Hydra v2p8 in test!


I am announcing that I have the Hydra 2.0 chip on my desk along with the test board and am currently subjecting the four community bandgap designs to characterization measurements.

If you want to know more about the test board I’m using, the project is in the IP catalog under “Systems”, catalog entry “Hydra Test”. That’s mostly just the printed circuit board, though. The circuit board has a USB port and an FTDI USB-to-serial converter chip, so that the chip can be accessed by software through a host computer. The software is called “tclftdi” and is on opencircuitdesign.com, but the web page (opencircuitdesign.com/tclftdi) is not advertised from the top-level web page, and the distribution is a bit out of date. I’ll try to get this updated soon. The current version of the software supports two different USB devices, both FTDI chip based, one of which is a hydra-like test board with the FTDI chip driving an SPI or I2C interface with bit-bang controls, and the other which is a Prologix USB-to-GPIB converter (this is the cheap alternative to the National Instruments device). This software allows me to write Tcl scripts that can set up the test chip through the SPI interface, set up the power supplies through GPIB, and then make current and voltage measurements, again through GPIB. My main instruments, all purchased second-hand through eBay, are an HP 6624A quad DC power supply, an HP 3478A multimeter, and an HP 5410A DCO.

If you want to know why it’s Hydra “v2p8”, that stands for “version 2.8”, and the “.8” comes mostly from iterations of generating GDS data, NOT iterations of fabricated chips!
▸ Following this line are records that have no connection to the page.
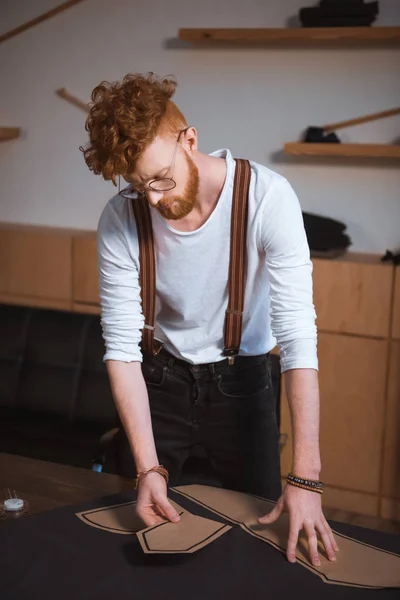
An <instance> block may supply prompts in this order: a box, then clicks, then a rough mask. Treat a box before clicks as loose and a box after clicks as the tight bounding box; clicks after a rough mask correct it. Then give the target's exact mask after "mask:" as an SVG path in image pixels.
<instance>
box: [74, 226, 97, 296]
mask: <svg viewBox="0 0 400 600" xmlns="http://www.w3.org/2000/svg"><path fill="white" fill-rule="evenodd" d="M72 249H73V252H72V264H73V301H74V302H78V303H79V302H80V303H84V304H96V305H99V304H100V296H99V272H98V268H97V250H96V235H95V234H93V235H90V236H89V235H88V236H76V237H74V238H73V242H72Z"/></svg>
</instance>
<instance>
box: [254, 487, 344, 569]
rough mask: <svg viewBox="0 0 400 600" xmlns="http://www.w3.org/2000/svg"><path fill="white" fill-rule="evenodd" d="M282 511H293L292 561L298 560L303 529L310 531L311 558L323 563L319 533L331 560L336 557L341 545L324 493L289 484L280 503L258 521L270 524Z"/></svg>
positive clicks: (307, 532)
mask: <svg viewBox="0 0 400 600" xmlns="http://www.w3.org/2000/svg"><path fill="white" fill-rule="evenodd" d="M282 512H287V513H289V523H290V529H289V539H288V544H287V550H286V556H287V559H288V561H289V562H292V563H294V562H296V546H297V542H298V539H299V533H300V531H301V530H302V529H304V531H305V533H306V535H307V539H308V550H309V553H310V561H311V563H312V564H313V565H315V566H320V564H321V561H320V558H319V555H318V541H317V534H318V535H319V536H320V538H321V540H322V542H323V544H324V547H325V551H326V555H327V557H328V558H329V560H336V552H337V551H338V550H339V548H338V545H337V543H336V541H335V538H334V537H333V533H332V530H331V528H330V527H329V524H328V522H327V520H326V519H325V517H324V514H323V512H322V506H321V495H320V494H318V493H316V492H309V491H308V490H303V489H301V488H297V487H295V486H293V485H290V484H287V485H286V487H285V489H284V490H283V494H282V496H281V497H280V498H279V500H278V502H277V504H276V506H275V507H274V508H273V509H272V510H271V512H270V513H268V514H267V515H266V516H265V517H261V518H260V519H258V522H259V523H262V524H263V525H270V524H271V523H274V522H275V521H277V520H278V519H279V517H280V515H281V514H282Z"/></svg>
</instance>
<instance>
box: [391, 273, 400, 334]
mask: <svg viewBox="0 0 400 600" xmlns="http://www.w3.org/2000/svg"><path fill="white" fill-rule="evenodd" d="M392 337H393V338H394V339H396V340H400V267H397V269H396V279H395V286H394V303H393V321H392Z"/></svg>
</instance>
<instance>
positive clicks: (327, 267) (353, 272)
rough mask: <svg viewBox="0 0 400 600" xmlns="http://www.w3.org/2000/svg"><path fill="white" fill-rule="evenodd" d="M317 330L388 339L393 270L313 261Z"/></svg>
mask: <svg viewBox="0 0 400 600" xmlns="http://www.w3.org/2000/svg"><path fill="white" fill-rule="evenodd" d="M313 262H314V302H315V308H316V312H317V317H318V320H317V324H318V328H319V329H320V330H322V331H329V332H333V333H350V334H351V333H352V334H356V335H366V336H372V337H387V336H388V332H389V319H390V316H389V315H390V304H391V289H392V278H393V268H392V267H391V266H390V265H381V264H368V263H357V262H346V261H335V260H333V261H329V260H320V259H315V260H314V261H313Z"/></svg>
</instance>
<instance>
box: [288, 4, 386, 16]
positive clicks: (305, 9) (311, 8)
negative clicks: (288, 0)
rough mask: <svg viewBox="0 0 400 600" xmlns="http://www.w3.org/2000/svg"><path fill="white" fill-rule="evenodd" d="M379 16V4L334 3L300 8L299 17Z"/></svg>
mask: <svg viewBox="0 0 400 600" xmlns="http://www.w3.org/2000/svg"><path fill="white" fill-rule="evenodd" d="M377 14H379V3H378V2H370V3H369V4H357V3H353V2H350V3H349V4H341V3H336V4H332V5H329V4H328V5H327V6H310V7H307V8H301V9H300V11H299V15H304V16H310V17H313V16H320V17H366V16H368V15H377Z"/></svg>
There were just two fabricated chips.
The first one was “mostly” functional, except that an unfortunate error in the PDK (caused by attempting to hand-edit foundry data, way back when both the PDK and the tools to support the PDK were being developed at the same time) mislabeled pins on the bipolar transistor and caused the three bipolar-based bandgaps to be nonfunctional. Since the whole purpose of the Hydra chip was to validate the community-designed bandgap circuits, a respin was mandatory. But the PDK error was the only malfunction, the respin was quick, and the chip I have on my desk appears to be fully functional.

The task now is to compare the measured data (which will be at room temperature only unless I want to try playing around with a cooler and dry ice, or a toaster oven, both of which I’ve done in the past) to the simulated results, so that we can validate the design tools and the simulation models.



First round of testing of 25 packaged parts correlates very well with simulated results. In particular, I measured the bandgap output over trim and applied voltage for each of the four community-designed bandgap circuits. I compared the mean and standard deviation of the results with the monte carlo simulations from ngspice. Obviously, 25 parts does not make for a particularly good statistical distribution, but mean values were well within the 1/sqrt(N) expected margin of error, and standard deviations were close. The ranking of the bandgaps from tightest output distribution over samples to loosest was the same for simulated results as for measured results. For me, the take-away message is that the ngspice monte carlo methods (and the X-Fab monte carlo device models) are accurate and should be a critical component of any analog design. Because we are using this testing to validate the methods, we did not use the monte carlo simulations as part of the challenge spec (which used simulations at PVT corners instead), but having validated the method, monte carlo simulations will be a part of any future analog design challenge.